Now that you are all set with your very own home-grown scoby, it’s time to start brewing kombucha tea. This first step is to brew some regular sweet tea and then ferment it.
What you need
- water
- 1 gallon glass jar*, very clean
- 2 cups white sugar
- 8 bags of black tea
- 2 cups of mother-brewing liquid (or store-bought kombucha)
- 1 scoby
- a tea towel and elastic
*I bought this one from amazon.ca because it has a spigot at the bottom for easy pouring.
What you do
- Measure out a bit less than a gallon by filling your jar to about 80% with water. Pour the water in a large pot and bring to a boil.
- Stir in the sugar, then drop in the tea bags.
- After about 10 minutes (longer for stronger tea), remove the tea bags and allow the tea to completely cool.
- Sir in the kombucha liquid, then pour the whole thing into your jar.
- With a clean hand, slide in the scoby so she floats at the top of the jar (it’s okay if she tilts or sinks a little).
- Cover with a cloth and seal with the rubber band. Store in a cool dry place out of direct sunlight where it will not get jostled.
- Wait (watch how your little mother grows!) and start tasting your tea after 7 days. The tea will go from sweet to tart as it ferments, so find a balance that pleases you.
- Pour out your kombucha into a clean glass pitcher. Reserve 2 cups of the liquid to start your next batch
- With clean hands, remove the mother and park her on a clean plate. If she is getting very thick, you can remove a bottom layer.
- To start the next batch of kombucha, clean out your fermenting jar and go back to step 1.
The next step in making your first batch of tea is to add flavouring. The good news is that this second fermentation only takes a few days.
What you need
- seal-able glass or plastic vessels
- flavouring*
*There are really no wrong answers here. Flavour the tea with whatever fruits and/or herbs you have on hand or fancy at the time. I had some pineapple in the fridge and some mint in the garden. It sounded like a good summertime combo. I’m calling it the piña komjito. TM .
What you do
- Cut up the fruit very finely, something between a dice and a mince. The larger the surface area, the more yummy flavour will steep into the tea.
- Add about 2 cups of flavouring to the gallon of tea and seal.
- If using glass bottles or jars, it’s a good idea to contain them in a cooler or other bin. If too much carbonation happens too quickly, there is a chance the glass will shatter.
- Wait 1 to 3 days for the flavour to infuse.
Only one more step to go! In a few days you will be drinking your delicious home made kombucha. The third and final step is to carbonate the tea.
What you need
- seal-able glass or plastic drinking vessels
- a strainer
What you do
- Strain your kombucha to separate it from the flavouring agents.
- Pour into bottles (these can be the same one you used for the second ferment -just washed out- or smaller serving sized containers) and seal.
- Again, if using glass, place in a cooler to contain possible explosions.
- Wait 1 to 3 days to build up carbonation.
- A baby scoby may form on the surface (just like when we made our own mother!). Just scoop out and discard.
That’s it! The kombucha is ready to drink. Keep the bottles in the fridge (to stop further fermentation) and consume within a month.

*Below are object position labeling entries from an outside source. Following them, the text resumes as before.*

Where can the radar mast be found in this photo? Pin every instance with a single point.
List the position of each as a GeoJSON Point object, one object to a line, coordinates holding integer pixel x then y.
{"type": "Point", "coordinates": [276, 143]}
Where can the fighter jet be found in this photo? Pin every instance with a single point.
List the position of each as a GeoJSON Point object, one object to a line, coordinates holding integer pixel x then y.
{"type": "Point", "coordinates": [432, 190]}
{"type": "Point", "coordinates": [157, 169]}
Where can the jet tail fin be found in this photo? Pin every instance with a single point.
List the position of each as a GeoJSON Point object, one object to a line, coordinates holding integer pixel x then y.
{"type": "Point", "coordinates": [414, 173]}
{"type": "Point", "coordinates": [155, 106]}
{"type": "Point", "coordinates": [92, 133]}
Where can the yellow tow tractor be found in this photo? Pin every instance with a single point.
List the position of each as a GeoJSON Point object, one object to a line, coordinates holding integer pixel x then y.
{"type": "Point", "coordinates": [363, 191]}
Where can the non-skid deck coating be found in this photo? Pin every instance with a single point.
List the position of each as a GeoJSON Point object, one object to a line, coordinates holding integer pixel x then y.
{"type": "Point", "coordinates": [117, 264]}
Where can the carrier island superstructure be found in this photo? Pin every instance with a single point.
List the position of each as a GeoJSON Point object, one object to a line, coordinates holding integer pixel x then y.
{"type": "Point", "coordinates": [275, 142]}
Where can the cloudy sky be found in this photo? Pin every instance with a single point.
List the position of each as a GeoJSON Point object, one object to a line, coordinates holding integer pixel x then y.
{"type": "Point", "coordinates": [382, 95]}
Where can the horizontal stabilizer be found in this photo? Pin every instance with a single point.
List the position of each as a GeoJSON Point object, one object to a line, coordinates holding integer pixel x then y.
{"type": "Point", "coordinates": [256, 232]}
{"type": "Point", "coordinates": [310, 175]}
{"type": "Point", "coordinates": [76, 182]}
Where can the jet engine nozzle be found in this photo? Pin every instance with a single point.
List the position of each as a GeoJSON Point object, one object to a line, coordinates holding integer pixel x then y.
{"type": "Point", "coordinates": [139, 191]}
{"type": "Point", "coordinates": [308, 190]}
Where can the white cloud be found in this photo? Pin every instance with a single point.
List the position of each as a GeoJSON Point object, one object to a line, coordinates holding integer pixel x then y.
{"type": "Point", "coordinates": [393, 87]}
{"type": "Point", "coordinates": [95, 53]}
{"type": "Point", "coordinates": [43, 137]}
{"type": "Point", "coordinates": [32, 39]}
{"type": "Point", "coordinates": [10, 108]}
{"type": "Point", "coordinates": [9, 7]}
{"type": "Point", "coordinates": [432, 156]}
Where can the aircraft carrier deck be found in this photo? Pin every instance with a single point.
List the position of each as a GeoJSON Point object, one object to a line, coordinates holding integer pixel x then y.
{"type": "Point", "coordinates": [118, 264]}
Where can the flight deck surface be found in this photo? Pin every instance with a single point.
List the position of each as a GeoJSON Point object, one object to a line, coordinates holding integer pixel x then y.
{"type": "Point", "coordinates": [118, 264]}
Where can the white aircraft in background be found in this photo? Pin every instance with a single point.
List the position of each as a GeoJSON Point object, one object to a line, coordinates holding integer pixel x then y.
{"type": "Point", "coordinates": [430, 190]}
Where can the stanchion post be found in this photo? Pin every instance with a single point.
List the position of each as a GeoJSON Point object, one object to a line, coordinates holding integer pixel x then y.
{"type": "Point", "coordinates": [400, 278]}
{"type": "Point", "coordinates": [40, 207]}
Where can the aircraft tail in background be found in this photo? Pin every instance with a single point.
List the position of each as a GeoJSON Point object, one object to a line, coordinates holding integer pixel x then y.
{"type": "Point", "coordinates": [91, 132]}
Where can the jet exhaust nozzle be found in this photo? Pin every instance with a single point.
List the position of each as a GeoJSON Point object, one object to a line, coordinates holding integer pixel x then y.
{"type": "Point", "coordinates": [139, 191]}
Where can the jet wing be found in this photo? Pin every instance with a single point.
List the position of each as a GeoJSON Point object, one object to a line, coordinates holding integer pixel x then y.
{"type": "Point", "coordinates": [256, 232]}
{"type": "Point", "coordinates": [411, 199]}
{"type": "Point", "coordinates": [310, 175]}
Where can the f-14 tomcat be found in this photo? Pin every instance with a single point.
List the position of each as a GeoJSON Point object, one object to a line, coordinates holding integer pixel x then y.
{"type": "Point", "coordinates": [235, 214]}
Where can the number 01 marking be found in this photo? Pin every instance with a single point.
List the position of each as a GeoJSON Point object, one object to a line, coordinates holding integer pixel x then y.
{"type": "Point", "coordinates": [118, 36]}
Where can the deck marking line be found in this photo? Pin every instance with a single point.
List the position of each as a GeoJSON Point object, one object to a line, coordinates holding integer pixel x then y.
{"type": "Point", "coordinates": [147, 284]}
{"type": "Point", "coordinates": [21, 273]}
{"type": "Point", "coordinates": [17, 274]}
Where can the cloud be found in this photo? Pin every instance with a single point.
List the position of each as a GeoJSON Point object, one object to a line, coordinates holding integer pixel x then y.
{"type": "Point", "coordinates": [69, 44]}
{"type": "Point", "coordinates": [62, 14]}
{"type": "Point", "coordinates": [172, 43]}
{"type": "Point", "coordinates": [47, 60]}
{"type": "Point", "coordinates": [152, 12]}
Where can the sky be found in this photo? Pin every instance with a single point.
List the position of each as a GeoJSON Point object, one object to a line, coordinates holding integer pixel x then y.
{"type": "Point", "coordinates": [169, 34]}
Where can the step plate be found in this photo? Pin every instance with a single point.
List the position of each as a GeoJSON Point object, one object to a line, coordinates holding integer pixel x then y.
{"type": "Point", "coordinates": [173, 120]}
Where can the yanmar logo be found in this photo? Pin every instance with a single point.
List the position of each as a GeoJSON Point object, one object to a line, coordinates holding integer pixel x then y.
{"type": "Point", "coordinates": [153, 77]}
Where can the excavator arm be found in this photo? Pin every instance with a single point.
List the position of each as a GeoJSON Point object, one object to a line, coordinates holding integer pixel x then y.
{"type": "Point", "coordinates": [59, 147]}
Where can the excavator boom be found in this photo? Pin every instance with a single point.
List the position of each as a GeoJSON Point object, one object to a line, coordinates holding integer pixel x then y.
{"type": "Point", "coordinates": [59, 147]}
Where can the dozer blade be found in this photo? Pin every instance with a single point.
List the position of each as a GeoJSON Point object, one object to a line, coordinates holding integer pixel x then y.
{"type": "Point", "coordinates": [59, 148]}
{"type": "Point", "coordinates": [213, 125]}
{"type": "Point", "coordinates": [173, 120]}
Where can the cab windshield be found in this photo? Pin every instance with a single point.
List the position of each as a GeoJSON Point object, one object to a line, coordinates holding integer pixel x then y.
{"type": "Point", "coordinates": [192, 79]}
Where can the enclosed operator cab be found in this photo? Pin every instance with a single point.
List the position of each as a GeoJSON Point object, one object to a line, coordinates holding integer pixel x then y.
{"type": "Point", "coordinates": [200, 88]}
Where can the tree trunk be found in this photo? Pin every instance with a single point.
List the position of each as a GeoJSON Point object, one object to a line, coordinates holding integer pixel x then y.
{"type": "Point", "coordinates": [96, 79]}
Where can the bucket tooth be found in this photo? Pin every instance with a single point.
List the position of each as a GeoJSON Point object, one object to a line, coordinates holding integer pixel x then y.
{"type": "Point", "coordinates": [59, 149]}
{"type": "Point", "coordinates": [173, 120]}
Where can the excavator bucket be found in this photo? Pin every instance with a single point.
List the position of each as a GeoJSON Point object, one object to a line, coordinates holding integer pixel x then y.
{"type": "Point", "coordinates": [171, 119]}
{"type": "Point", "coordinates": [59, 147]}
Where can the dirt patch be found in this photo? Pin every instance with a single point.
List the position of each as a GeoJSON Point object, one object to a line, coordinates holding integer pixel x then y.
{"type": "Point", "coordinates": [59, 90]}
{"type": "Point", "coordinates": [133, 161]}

So far Liam and I are loving having our own almost-limitless source of kombucha; although we are restricting ourselves to half a bottle a day each. We haven’t been buying any from the store as ours is just as good, much less expensive, and (surprisingly) simple to make! For the next batch I will play around for a few different flavours so that we have some variety at home too.
I hope you enjoyed following along while I chronicled my kombucha journey. If you are not inspired to get your own symbiotic colony of bacteria and yeast working for you at home, maybe you’re at least more likely to give a store-bough bottle a try. I guarantee your tummies and your taste buds will thank you. Happy brewing!